Batubara yang dibakar di PLTU memancarkan sejumlah polutan seperti NOx dan SO3 yang merupakan kontributor utama dalam pembentukan hujan asam dan polusi PM 2.5.
Sampai tahun 2019, Kementerian Energi dan Sumber Daya Mineral, khususnya PT PLN memiliki satu program yang harus diselesaikan, yaitu program pembangunan pembangkit listrik berkapasitas 35.000 MW.
Data yang dikeluarkan oleh Kementerian ESDM menyebutkan bahwa dari target 35.000 MW, 25.904 MW akan dibangun oleh pengembang listrik swasta, dan 10.681 oleh PT PLN. Namun dari program yang membutuhkan dana di atas Rp 1.100 triliun itu, 60% masih menggunakan PLTU batubara, demikian dikatakan Media Officer dari Greenpeace Indonesia, Rahma Shofiana (17/9).
Ana juga menyebutkan, dari program pemerintah tersebut, 80% PLTU dibangun di Jawa, “Padahal elektrifikasi nasional secara keseluruhan justru pulau Jawa sudah terlistriki,” ujarnya. “Yang di luar Jawa justru (belum cukup terlistriki).”
Dalam Ancaman Maut PLTU Batubara yang dirilis Greenpeace, diungkapkan bahwa batubara yang dibakar di PLTU memancarkan sejumlah polutan seperti NOxdan SO3yang merupakan kontributor utama dalam pembentukan hujan asam dan polusi PM 2.5(partikulat debu melayang).
Selain itu, menurut Ana, 16.500 jiwa bisa meninggal setiap tahunnya akibat debu terbang yang dihasilkan dari PLTU batubara. “Itu se-Indonesia,” ujarnya. “Sedang dengan proyeksi atmosfer lebih jauh lagi, angkanya bisa mencapai 27.000 jiwa.”

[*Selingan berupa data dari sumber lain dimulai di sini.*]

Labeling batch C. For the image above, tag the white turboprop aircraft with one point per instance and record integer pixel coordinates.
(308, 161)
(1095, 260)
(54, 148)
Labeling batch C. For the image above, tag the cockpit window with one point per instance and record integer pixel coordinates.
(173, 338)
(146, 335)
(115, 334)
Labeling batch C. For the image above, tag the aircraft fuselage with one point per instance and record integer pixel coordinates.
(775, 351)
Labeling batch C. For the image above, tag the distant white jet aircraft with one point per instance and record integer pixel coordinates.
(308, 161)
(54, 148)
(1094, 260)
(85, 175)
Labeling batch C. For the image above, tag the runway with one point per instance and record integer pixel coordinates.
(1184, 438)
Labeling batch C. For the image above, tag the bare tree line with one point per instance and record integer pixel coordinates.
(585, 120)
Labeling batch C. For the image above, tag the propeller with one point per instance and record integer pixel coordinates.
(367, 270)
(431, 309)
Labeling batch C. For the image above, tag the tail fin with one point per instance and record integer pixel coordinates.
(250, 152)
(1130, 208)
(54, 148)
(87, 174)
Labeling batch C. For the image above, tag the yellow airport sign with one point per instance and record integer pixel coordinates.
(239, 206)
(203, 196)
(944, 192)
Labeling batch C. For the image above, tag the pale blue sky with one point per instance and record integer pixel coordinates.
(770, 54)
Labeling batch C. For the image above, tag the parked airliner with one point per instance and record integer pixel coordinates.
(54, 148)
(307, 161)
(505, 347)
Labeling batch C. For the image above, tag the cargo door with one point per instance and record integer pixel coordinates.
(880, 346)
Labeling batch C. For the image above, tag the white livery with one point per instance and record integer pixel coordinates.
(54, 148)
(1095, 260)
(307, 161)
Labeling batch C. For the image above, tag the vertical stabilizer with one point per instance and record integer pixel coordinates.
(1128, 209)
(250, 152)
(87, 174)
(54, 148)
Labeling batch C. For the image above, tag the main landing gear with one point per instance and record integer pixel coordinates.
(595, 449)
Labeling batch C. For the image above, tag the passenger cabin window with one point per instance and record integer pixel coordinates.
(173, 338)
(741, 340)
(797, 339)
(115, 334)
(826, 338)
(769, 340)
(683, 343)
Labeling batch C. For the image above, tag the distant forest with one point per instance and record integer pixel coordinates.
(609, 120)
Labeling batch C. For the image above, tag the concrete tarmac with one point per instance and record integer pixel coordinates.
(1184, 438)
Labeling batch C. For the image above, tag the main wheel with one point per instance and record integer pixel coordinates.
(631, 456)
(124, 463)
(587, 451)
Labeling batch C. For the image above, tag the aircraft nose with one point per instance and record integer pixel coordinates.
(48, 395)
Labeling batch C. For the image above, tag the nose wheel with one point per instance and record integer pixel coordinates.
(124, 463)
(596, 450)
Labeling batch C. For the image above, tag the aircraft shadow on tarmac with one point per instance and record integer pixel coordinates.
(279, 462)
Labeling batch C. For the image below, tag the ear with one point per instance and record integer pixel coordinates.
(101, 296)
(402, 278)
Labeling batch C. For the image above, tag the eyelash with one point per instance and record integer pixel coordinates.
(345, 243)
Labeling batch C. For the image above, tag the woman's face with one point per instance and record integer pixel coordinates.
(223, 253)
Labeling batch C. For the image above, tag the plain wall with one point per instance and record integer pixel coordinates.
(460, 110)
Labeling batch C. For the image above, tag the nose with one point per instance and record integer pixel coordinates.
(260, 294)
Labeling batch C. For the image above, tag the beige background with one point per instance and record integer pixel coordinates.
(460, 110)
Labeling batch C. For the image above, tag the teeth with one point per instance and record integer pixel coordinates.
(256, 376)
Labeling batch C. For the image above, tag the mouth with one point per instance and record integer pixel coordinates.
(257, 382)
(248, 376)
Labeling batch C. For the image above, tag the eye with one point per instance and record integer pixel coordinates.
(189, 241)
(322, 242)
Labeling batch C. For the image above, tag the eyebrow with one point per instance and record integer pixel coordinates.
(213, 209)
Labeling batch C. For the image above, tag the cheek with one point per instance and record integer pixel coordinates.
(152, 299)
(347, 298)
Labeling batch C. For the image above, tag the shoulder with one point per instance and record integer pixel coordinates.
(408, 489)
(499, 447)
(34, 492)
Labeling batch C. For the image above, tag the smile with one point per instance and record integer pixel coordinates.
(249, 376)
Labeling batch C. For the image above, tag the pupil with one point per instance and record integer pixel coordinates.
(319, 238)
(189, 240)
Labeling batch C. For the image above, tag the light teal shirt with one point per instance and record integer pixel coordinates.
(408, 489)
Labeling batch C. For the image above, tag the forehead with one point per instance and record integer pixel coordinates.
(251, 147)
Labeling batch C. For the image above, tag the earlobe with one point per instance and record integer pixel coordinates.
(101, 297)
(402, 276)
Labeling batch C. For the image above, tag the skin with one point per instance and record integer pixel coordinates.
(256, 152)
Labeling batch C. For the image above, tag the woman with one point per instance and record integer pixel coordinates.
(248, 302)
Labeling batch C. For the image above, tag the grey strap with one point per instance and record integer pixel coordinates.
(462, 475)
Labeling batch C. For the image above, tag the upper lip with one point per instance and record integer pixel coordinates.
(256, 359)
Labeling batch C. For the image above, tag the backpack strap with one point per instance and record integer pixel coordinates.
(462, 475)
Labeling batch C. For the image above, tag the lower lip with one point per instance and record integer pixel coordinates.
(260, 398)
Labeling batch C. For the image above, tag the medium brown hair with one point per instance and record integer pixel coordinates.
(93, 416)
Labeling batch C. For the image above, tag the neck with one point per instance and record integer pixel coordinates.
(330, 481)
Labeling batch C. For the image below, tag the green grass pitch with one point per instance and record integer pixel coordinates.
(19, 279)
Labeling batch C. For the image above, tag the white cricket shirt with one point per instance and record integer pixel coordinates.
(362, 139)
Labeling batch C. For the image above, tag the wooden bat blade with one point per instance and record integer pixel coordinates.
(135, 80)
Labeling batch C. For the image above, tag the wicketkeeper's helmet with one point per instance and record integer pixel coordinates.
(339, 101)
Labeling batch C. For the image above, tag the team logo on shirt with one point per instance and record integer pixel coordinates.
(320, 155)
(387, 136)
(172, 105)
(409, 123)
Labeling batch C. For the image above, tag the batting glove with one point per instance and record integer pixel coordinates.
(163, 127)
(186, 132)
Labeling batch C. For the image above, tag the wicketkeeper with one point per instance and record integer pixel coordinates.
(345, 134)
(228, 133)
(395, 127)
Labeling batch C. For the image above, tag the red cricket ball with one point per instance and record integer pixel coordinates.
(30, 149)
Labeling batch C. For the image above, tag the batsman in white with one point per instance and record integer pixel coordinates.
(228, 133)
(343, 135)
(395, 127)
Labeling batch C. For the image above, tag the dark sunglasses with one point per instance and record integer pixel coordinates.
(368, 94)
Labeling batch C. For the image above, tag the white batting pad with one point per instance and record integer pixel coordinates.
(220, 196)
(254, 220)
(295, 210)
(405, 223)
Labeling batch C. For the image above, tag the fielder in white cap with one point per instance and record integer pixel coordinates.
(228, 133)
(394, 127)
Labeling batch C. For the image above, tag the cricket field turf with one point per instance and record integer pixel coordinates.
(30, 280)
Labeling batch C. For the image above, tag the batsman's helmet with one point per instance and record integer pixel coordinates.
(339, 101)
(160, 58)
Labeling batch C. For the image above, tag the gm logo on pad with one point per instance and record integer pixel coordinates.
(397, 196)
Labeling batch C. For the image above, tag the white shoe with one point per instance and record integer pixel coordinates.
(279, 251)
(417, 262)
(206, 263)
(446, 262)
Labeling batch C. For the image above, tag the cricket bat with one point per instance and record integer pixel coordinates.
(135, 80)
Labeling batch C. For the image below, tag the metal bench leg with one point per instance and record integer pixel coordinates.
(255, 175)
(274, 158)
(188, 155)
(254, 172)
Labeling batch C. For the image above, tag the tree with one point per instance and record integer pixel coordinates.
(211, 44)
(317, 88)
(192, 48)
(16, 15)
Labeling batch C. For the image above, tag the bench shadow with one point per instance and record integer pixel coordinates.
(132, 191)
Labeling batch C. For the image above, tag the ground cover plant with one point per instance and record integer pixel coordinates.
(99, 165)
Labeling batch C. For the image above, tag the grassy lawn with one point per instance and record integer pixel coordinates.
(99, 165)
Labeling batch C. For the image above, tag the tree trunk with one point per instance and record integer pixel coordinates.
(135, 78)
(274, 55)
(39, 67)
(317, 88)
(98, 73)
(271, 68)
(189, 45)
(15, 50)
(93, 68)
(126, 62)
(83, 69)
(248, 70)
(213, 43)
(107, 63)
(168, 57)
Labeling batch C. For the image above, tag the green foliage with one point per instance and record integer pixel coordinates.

Dengan berbagai efek negatif yang dihasilkan, Greenpeace Indonesia mendesak pemerintah Indonesia untuk mengurangi pemakaian batubara. Menurut Ana, Indonesia memiliki potensi energi terbarukan yang besar, dan bisa untuk menggantikan energi fosil (minyak, gas, batubara). “Contohnya panas bumi itu 40% cadangan dunia (ada di Indonesia).” Selain energi panas bumi, kita dapat memanfaatkan tenaga matahari, air dan angin.